The timelessness of Kazimi’s film lies in its emphasis on the friendship between him and Jeff Thomas, who describes himself as an Urban Iroquois photographer. Friendship holds a particular space for cross-cultural dialogue and anti-colonial imagination that remains unprecedented. Through this film, Kazimi artfully demonstrates the potential of solidarity through peer-to-peer pedagogy that comes with long-lasting personal relationships. Existing outside of formalized power structures, this kind of kinship transcends political pitfalls and instead centers the emotional ties that bind people together. Shooting Indians fearlessly works outside of the frameworks of political correctness, and more towards a mutual openness and vulnerability to reach across difference.

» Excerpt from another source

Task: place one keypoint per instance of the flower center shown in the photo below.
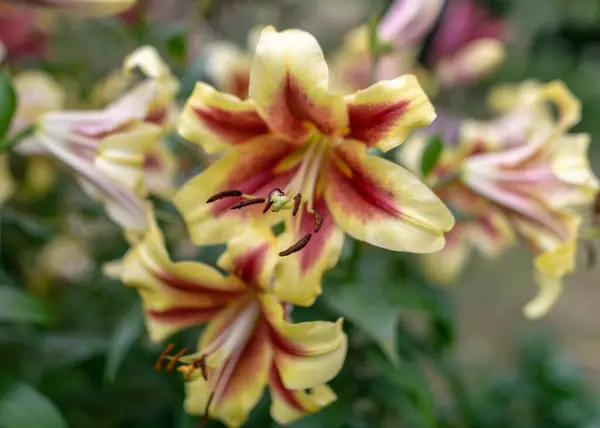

You can learn more about the original screening and panel Define Indian, co-produced by TRIBE Inc. and SAVAC in 2005 here.
Still Indian? Panel Discussion with Ali Kazimi and Jeffrey Thomas, moderated by Métis curator Rhéanne Chartrand and Executive Director of SAVAC, Indu Vashist
Ali Kazimi is a filmmaker, author and media artist who was born and raised in India. His work deals with race, social justice, migration, history and memory. Moving to Canada in 1983, he earned his BFA in Film Production from York University. He is the recipient of the 2019 Governor General’s Award for Visual and Media Arts, and the same year he received a Doctor of Letters, honoris causa from the University of British Columbia. Ali is internationally recognized for his documentary films. His critically acclaimed works include Narmada: A Valley Rises (’94), Shooting Indians: A Journey with Jeffrey Thomas (’97), Documenting Dissent (’01), Continuous Journey (’04), Runaway Grooms (’06), Rex versus Singh (’09) and Random Acts of Legacy (’16). In 2006, Kazimi joined the Department of Film, Faculty of Fine Arts, York University as a full-time professor.
Jeff Thomas is an independent curator and photographer who deals, in examination of his own history and identity, with issues of aboriginality that have arisen at the intersections of Native and non-Native cultures in what is now Ontario and northern New York state. Nationally recognized for ground-breaking scholarship and innovative curatorial practice in this area, he has been involved in major projects at such prominent cultural institutions in Canada as the Canadian Museum of Civilization, the Woodlands Cultural Centre, the Art Gallery of Ontario, and Library and Archives Canada.
Indu Vashist has been the Executive Director of SAVAC since 2013. She is interested in art that is not precious and words that are precise.
Rhéanne Chartrand (Métis), MMSt, is the Curator of Indigenous Art at McMaster Museum of Art and a sessional lecturer with the University of Toronto, X (Ryerson) University, and McMaster University. Over the past eight years, Chartrand has curated interdisciplinary and multidisciplinary exhibitions, programs, showcases, and festivals for venues and organizations across the GTHA. Her curatorial work focuses on the praxis of survivance, Indigenous epistemes, relational aesthetics, representational politics, and gratitude.